KYIV -- Hundreds of Ukrainian nationalists marched through downtown Kyiv in a torchlight parade to mark the birthday of the controversial nationalist mid-20th century leader Stepan Bandera.
The January 1 march to commemorate the birth of Bandera included an estimated 1,000 participants who hailed him as a hero.
The march started at the statue of Ukrainian bard Taras Shevchenko at a park named after the 19th-century writer and walked down the hill to Kyiv’s city hall.
“I come here every year because Stepan Bandera is a leader of the Ukrainian people. He raised Ukraine [from its knees] and is respected by the Ukrainian people,” Roman Lishchynskiy, a march participant, told RFE/RL. “Stepan Bandera doesn't divide Ukrainians, that's just what Moscow propaganda says. The fifth column wants us to argue with other peoples, but we are Ukrainians and we can withstand it. Our goal is to be united.”
People carried the national blue-and-yellow flags as well as the red-and-black flags that are associated with Ukrainian Cossacks and nationalists. Also seen were flags of the nationalist Svoboda party and participants from different regions of Ukraine.
Bandera is revered as a hero by many Ukrainians for leading the political wing of the anti-Soviet independence movement, the Organization of Ukrainian Nationalists (OUN).
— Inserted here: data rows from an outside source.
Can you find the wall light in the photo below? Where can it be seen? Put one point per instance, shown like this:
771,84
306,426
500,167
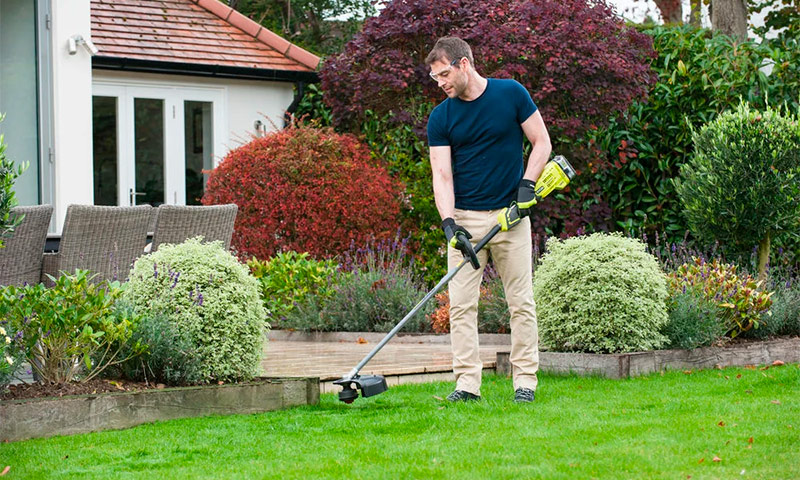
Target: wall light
76,41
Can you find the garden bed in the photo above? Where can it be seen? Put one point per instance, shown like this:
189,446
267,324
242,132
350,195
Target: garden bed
375,337
623,365
67,415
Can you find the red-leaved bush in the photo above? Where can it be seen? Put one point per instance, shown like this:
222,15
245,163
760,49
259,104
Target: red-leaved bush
578,60
305,189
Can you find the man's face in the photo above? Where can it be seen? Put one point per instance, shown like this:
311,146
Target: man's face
450,76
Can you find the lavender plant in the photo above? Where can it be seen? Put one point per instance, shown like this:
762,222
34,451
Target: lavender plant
374,290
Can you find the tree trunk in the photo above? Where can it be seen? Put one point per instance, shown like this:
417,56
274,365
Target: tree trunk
763,258
671,11
730,17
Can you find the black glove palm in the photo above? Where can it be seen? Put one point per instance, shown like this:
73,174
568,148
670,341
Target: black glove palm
526,197
458,238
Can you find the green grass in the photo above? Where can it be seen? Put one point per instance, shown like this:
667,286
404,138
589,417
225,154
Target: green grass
658,426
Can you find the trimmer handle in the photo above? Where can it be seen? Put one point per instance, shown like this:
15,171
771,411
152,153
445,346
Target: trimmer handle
469,251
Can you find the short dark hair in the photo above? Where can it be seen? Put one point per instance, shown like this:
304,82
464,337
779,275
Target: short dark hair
449,49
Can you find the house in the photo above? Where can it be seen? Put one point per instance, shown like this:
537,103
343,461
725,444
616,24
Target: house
124,102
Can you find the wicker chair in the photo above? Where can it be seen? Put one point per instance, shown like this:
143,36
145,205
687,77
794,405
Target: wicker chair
176,223
104,240
21,259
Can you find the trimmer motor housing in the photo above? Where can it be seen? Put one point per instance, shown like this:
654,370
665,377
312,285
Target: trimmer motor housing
368,384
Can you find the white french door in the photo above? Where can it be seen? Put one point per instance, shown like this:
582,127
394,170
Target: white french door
153,143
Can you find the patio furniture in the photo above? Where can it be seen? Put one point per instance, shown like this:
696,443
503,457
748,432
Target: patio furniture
177,223
21,259
104,240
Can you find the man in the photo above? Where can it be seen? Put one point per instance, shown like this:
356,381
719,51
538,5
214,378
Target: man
475,140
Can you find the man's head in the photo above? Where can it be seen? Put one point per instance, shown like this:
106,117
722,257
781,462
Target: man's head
450,61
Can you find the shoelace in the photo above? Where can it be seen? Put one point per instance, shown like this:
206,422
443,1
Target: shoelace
524,395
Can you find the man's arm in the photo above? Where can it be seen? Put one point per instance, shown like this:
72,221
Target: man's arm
537,134
443,191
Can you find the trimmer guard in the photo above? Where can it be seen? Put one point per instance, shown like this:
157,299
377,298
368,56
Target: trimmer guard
368,384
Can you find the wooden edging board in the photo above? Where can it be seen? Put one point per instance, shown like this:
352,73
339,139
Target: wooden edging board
623,365
45,417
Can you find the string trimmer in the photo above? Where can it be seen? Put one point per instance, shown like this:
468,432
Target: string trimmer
555,176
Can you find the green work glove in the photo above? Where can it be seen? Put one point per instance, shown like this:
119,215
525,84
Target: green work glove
526,197
458,238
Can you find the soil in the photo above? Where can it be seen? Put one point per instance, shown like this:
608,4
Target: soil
92,387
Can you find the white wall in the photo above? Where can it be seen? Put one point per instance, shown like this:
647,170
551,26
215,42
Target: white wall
72,106
246,101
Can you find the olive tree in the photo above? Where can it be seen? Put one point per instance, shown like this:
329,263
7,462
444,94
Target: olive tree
742,184
8,174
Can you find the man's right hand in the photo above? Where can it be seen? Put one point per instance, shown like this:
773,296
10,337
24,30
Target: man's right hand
458,238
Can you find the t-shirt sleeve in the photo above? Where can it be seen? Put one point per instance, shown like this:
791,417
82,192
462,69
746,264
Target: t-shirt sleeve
525,105
437,136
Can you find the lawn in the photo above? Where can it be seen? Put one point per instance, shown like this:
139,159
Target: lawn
731,423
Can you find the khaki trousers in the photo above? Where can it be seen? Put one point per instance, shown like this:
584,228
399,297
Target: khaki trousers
511,255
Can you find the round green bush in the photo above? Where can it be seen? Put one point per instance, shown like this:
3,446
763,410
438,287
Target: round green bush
206,292
602,293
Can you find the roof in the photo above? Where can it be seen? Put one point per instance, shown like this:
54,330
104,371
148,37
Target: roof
192,37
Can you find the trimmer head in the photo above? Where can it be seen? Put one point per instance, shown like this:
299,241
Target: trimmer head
368,384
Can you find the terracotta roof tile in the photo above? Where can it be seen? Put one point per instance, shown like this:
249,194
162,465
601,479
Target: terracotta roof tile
191,31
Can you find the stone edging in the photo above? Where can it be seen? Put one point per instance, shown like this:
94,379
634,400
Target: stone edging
45,417
373,337
623,365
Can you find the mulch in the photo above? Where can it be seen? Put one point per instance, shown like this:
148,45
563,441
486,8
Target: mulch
92,387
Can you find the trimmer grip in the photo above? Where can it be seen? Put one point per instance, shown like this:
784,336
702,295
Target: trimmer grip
469,252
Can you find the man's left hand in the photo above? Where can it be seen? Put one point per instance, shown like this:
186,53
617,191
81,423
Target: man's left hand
526,197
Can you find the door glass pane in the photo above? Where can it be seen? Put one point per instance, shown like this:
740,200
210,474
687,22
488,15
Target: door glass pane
198,128
148,124
18,93
104,148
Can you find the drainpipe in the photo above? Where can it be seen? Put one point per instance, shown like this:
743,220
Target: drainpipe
298,95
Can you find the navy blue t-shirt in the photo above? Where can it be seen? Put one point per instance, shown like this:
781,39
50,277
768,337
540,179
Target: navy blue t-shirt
485,140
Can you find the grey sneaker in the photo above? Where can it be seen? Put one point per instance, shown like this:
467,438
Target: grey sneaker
524,395
462,396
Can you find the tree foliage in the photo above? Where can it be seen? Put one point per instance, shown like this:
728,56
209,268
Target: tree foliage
742,183
700,74
8,174
577,59
307,190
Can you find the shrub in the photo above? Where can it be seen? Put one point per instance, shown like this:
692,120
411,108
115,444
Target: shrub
207,294
579,60
71,331
375,290
493,315
693,322
600,293
740,304
288,278
8,174
11,354
741,185
168,353
700,74
307,190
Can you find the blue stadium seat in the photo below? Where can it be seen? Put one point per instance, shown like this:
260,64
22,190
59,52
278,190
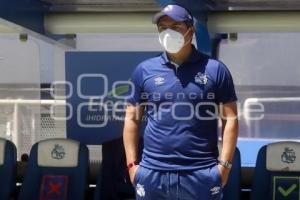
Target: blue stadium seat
57,169
277,172
8,161
232,190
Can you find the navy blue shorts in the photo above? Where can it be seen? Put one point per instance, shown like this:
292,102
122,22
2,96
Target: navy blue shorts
204,184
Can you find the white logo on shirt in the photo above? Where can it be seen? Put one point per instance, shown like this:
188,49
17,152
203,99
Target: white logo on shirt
140,190
201,78
159,80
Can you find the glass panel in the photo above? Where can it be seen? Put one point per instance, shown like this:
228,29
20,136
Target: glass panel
266,73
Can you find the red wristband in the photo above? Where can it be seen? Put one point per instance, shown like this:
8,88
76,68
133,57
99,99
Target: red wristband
130,165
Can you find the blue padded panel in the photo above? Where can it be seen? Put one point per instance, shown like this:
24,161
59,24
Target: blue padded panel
232,190
8,171
266,184
54,187
78,176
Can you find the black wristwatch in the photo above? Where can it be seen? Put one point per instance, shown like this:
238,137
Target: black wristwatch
225,164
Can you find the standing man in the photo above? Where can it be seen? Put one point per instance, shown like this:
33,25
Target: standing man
183,93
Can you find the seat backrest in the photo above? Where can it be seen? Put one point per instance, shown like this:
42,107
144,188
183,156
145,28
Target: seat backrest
232,190
8,161
277,172
57,169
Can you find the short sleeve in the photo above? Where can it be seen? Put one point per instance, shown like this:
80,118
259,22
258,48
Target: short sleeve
225,92
136,88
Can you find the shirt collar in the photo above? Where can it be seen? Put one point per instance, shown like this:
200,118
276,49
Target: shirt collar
194,57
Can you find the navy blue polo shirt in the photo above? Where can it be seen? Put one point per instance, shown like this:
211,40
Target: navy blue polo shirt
181,104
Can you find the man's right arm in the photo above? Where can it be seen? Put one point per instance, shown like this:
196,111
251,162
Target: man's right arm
133,117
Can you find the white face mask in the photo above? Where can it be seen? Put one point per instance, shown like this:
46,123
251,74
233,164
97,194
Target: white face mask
172,41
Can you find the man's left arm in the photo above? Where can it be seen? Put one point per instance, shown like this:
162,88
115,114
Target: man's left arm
228,114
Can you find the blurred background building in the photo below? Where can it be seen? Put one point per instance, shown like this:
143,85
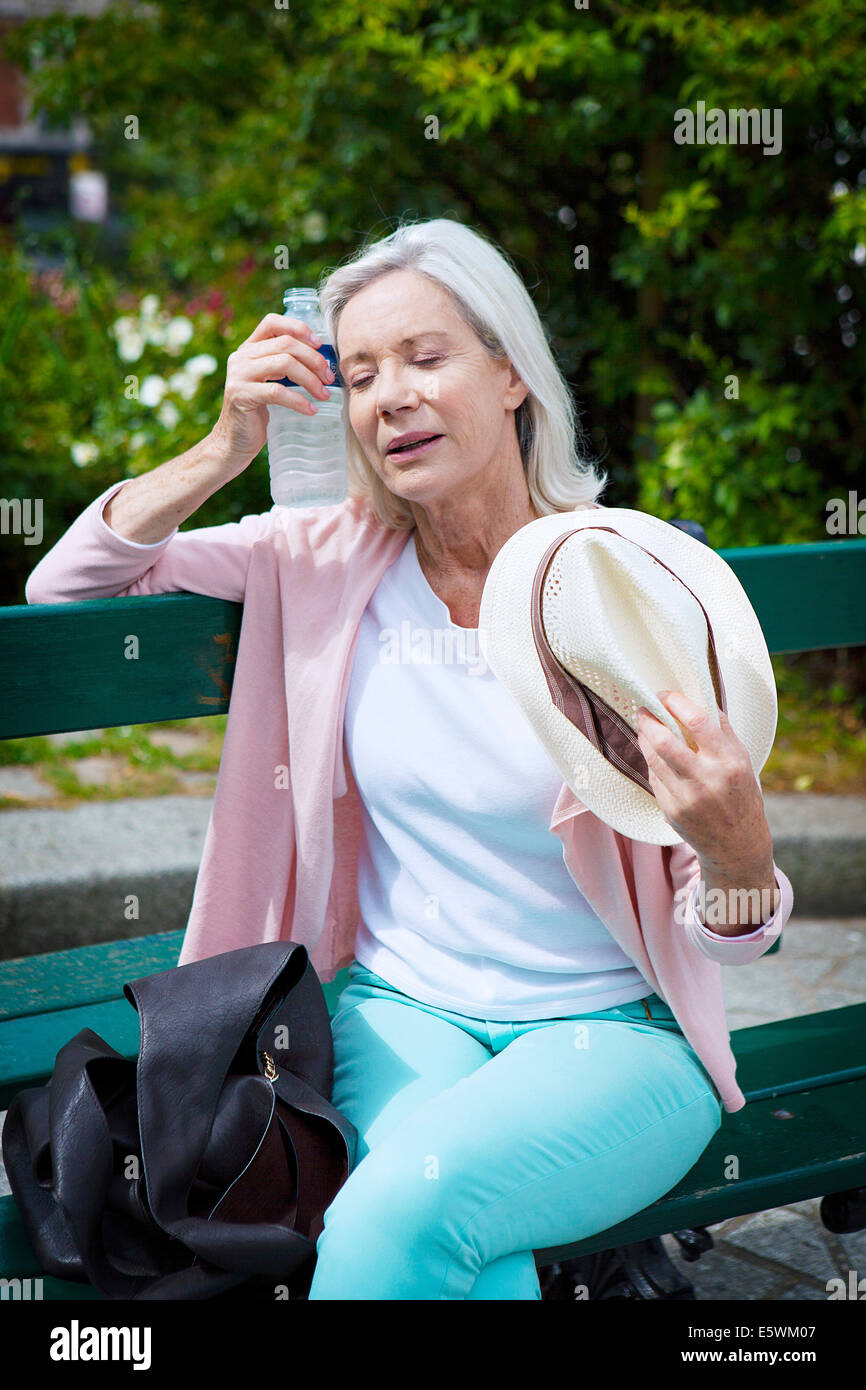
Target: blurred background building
47,174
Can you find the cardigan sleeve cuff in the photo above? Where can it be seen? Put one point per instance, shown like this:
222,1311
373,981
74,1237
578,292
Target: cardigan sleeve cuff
745,945
109,534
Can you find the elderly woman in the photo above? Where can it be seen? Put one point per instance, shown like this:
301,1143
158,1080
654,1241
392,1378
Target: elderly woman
516,1076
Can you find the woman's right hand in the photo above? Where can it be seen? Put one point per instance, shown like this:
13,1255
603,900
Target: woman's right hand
278,346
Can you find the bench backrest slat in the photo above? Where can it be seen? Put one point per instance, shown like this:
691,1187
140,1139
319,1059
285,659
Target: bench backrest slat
134,660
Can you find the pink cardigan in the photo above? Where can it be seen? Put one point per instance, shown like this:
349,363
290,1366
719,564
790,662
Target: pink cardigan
280,856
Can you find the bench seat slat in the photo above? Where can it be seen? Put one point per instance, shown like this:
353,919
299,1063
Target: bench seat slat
29,1045
795,1054
82,975
820,1150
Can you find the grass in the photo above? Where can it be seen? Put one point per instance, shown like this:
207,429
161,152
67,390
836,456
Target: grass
143,767
820,747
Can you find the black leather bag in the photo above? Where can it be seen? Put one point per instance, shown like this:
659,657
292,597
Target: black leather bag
207,1162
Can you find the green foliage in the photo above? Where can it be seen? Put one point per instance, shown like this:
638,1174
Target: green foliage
309,128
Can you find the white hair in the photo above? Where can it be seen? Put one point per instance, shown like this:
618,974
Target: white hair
491,298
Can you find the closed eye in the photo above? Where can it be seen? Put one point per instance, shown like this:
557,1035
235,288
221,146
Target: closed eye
420,362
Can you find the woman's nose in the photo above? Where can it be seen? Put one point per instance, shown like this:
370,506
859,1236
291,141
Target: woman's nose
394,389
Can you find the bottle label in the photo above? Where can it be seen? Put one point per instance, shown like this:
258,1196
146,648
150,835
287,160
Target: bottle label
327,350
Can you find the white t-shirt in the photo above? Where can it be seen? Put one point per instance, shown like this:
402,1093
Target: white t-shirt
464,897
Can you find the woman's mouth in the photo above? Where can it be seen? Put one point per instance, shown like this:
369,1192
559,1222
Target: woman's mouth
414,449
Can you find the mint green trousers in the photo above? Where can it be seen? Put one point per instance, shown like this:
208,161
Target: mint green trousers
483,1141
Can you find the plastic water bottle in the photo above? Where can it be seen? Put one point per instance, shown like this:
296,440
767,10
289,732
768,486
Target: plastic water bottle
307,453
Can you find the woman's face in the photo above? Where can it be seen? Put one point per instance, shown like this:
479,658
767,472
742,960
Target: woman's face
413,366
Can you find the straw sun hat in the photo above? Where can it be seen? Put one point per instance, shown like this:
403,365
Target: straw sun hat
587,613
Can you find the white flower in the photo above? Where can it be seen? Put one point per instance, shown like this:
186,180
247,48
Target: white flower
84,453
168,414
153,330
153,389
184,382
178,334
129,346
200,366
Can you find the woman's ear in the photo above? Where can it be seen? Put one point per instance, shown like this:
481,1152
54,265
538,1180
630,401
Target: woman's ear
516,389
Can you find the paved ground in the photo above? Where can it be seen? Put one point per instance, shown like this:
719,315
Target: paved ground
783,1254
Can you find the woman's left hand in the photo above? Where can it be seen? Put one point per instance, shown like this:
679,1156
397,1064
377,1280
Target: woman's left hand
708,791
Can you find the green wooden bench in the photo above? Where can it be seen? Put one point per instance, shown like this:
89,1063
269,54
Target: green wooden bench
802,1132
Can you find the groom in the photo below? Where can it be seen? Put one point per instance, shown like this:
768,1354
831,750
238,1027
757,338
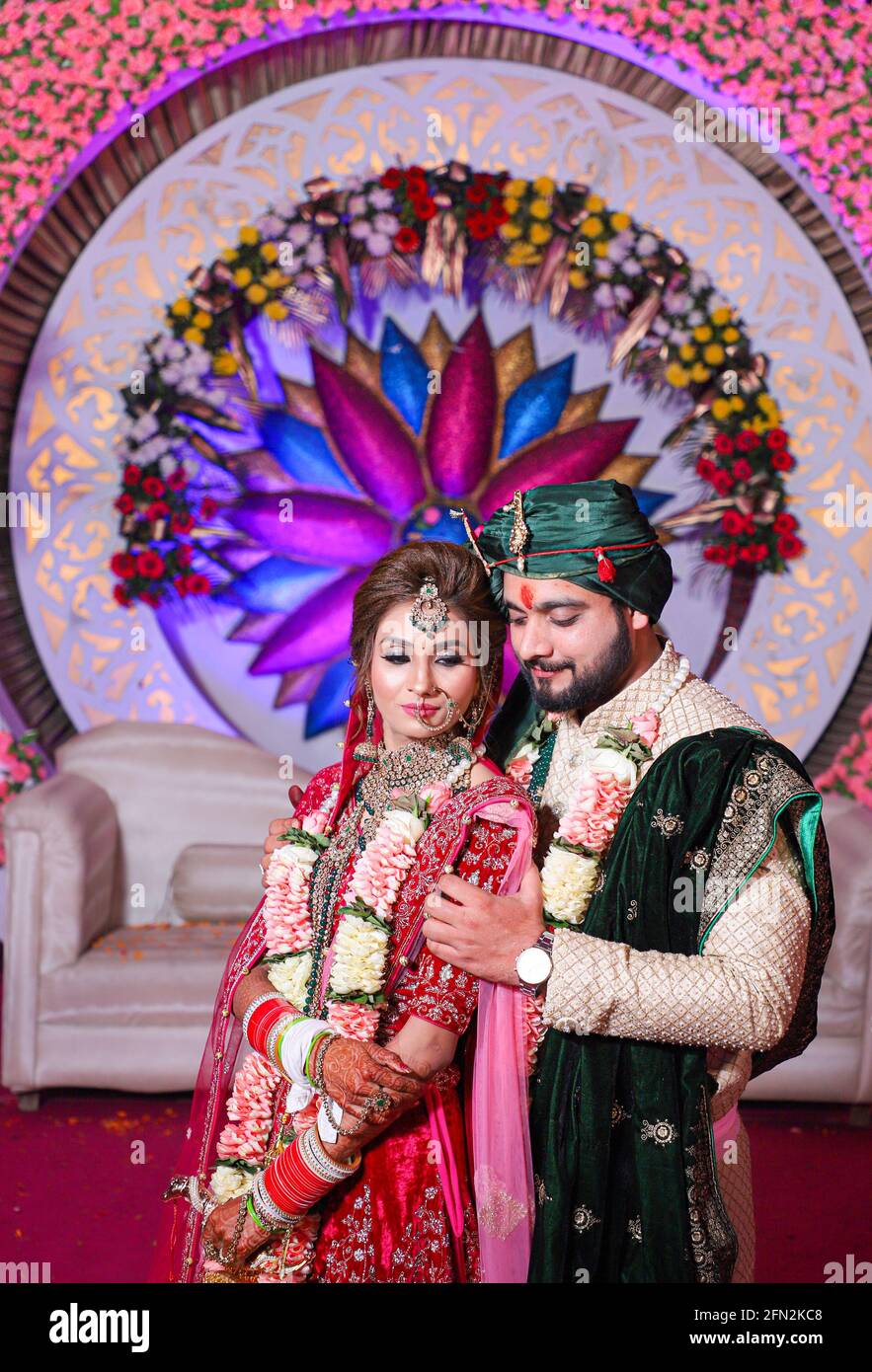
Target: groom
698,959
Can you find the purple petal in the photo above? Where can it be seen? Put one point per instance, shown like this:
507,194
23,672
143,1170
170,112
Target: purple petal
579,456
375,450
460,429
315,633
316,528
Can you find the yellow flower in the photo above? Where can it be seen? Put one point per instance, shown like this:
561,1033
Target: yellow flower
224,362
517,187
677,375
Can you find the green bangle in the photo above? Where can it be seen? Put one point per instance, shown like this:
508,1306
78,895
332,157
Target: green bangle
312,1047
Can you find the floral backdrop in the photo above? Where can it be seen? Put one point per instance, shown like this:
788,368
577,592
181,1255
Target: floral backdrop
76,67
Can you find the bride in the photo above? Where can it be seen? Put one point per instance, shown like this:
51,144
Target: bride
341,1149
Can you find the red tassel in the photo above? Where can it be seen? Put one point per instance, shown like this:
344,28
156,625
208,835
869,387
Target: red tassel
604,566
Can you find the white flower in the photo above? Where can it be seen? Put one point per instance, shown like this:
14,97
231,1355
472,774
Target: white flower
301,855
360,949
607,760
405,823
229,1182
567,882
291,977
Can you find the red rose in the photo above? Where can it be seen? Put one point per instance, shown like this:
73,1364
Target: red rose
478,225
150,563
407,239
781,461
122,566
732,521
790,546
723,482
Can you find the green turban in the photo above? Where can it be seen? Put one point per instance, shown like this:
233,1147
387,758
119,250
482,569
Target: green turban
588,533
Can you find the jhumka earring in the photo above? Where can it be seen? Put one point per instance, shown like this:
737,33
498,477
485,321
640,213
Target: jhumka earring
429,612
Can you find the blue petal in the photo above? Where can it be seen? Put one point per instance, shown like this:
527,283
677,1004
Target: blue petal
404,375
534,408
651,501
304,453
327,707
277,584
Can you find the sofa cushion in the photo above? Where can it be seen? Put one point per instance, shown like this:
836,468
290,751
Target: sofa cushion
144,974
214,881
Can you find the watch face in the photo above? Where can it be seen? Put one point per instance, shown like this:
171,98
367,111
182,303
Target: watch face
533,966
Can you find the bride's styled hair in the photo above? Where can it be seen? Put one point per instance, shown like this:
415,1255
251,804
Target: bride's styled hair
461,583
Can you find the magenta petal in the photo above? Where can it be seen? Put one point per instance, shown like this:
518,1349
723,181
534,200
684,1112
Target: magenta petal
327,530
579,456
460,429
376,452
315,633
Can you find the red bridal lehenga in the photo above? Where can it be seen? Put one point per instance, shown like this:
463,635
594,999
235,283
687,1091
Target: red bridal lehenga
408,1213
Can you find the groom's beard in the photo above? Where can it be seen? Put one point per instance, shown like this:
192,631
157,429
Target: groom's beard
593,685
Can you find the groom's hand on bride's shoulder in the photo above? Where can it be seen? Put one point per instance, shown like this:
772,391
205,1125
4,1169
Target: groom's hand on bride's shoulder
479,932
278,826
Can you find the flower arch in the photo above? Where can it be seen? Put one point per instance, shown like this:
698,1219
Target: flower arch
193,407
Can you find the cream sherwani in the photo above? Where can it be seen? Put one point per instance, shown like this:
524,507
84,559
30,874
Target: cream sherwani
739,994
Its military wing -- the Ukrainian Insurgent Army -- waged partisan warfare during and after World War II.
But Bandera -- who was killed by a Soviet assassin in Munich in 1959 -- is regarded as a traitor by others for leading an insurgent war against Soviet forces and collaborating with Nazi Germany. His forces also fought against the Nazis at times during the war, and are accused of carrying out murderous campaigns against Poles and Jews.
Police said the march ended peacefully and there were no arrests.
Similar marches also took place in the city of Dnipro located some 500 kilometers southeast of Kyiv and in Lviv, a city of nearly 800,000 people in western Ukraine.